Gillamoor and Lastingham - The Moors

Today was another exploring day through the village of Gillamoor and onto Lastingham. Not sure what we will see but as we have time on our hands ,and a full tank of petrol, off we go!


Gillamoor is a village and civil parish in the Ryedale district of the county of North Yorkshire. It is situated about three miles north of Kirkbymoorside on the edge of the North York Moors National Park. 
Once there, the first thing to catch our eye was this sundial. An unusual, complex, four-faced sundial (pictured above) surmounted by a finely carved stone globe, a Grade II listed structure. It stands by the roadside in the centre of Gillamoor. It was erected August 27th 1800 by John Russell by public subscription


The small attractive village church of St. Aidan stands right on the edge of a moorland escarpment, dropping sharply for 150 feet to the River Dove and the southern entrance to Farndale. It was rebuilt single-handedly in 1802 by local stonemason James Smith of Farndale using stone from the dismantled medieval church in Bransdale. The building was restored in 1880, and furnished by Temple Moore in 1908.
A church has occupied the site since as far back as the twelfth century. The present church consists of a simple rectangular structure with a nave and chancel and a porch at the western end of the south wall and an attractive bellcote at the western end of the building. The church is windowless on the north and west sides, reckoned a necessary safeguard against the prevailing winds.

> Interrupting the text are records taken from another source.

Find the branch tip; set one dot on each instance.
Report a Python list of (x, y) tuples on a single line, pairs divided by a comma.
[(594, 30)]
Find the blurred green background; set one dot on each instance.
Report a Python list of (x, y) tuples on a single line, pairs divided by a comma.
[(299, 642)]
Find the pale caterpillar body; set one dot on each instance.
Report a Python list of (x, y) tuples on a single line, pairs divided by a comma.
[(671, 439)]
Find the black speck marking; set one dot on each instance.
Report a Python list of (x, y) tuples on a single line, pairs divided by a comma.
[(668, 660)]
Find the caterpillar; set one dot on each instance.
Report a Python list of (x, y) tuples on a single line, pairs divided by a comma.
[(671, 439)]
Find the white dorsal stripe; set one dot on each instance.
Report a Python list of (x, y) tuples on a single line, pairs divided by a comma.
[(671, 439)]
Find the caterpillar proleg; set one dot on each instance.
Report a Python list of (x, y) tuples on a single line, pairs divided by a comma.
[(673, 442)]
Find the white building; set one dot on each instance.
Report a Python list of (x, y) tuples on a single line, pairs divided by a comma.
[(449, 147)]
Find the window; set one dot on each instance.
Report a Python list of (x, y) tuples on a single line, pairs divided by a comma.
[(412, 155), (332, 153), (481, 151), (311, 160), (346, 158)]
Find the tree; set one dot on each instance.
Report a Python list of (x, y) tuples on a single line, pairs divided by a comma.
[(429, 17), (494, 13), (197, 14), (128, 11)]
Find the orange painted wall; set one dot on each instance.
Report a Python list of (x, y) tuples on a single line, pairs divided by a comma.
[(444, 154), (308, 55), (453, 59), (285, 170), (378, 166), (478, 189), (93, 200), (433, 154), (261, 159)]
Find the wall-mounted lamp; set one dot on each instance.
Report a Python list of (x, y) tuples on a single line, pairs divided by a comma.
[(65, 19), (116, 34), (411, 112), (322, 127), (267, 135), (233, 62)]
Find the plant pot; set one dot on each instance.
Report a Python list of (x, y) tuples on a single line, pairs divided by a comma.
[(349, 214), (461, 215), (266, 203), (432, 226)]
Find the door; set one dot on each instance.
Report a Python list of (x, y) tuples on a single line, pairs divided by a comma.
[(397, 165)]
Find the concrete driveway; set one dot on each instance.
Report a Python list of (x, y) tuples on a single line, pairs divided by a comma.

View from the village toward the moors before we drove onward toward Lastingham and a brief look at the church


Simon Jenkins, author of England's Thousand Best Churches, calls the Norman crypt of St Mary's church in Lastingham 'one of England's special places'. It is certainly amazing that it has existed for so long and just standing there and thinking of the generations of people who have knelt here, it is awe inspiring!



Around AD 725 the first stone church was built on this site n 1228 the former monastic church became the parish church for Lastingham village. A north aisle was added, followed by a south aisle in the 14th century, and a west tower was added in the 15th century. The church was in poor condition by the 17th century, until it was rebuilt by Thomas Ferres, a native of Lastingham who rose to become Mayor of Hull.
One interesting footnote in the history of Lastingham church comes from the 18th century when a curate named Jeremiah Carter was employed by an absentee vicar. Carter was married, with 13 children to support, so he supplemented his family income by fishing, while his wife kept the local Blacksmith's Arms pub. 
Carter was known to play the violin to entertain visitors to the pub. When questioned by the archdeacon on the propriety of his actions, Carter replied that his parishioners enjoyed three advantages, being instructed in religion, fed and entertained all at once. He argued that this method spending the Sabbath was so agreeable that his charges were 'imperceptibly led along the paths of piety and morality...'
Interior highlights include a 12th century font, a medieval floriated grave slab, and a free-standing 15th century water stoup.
The main attraction for many people is the Norman Crypt.


And so onto Lunch which was greatly enjoyed at the Moors Inn. The Moors Inn has been trading as an inn since the 17th Century in the beautiful village of Appleton- Le Moors.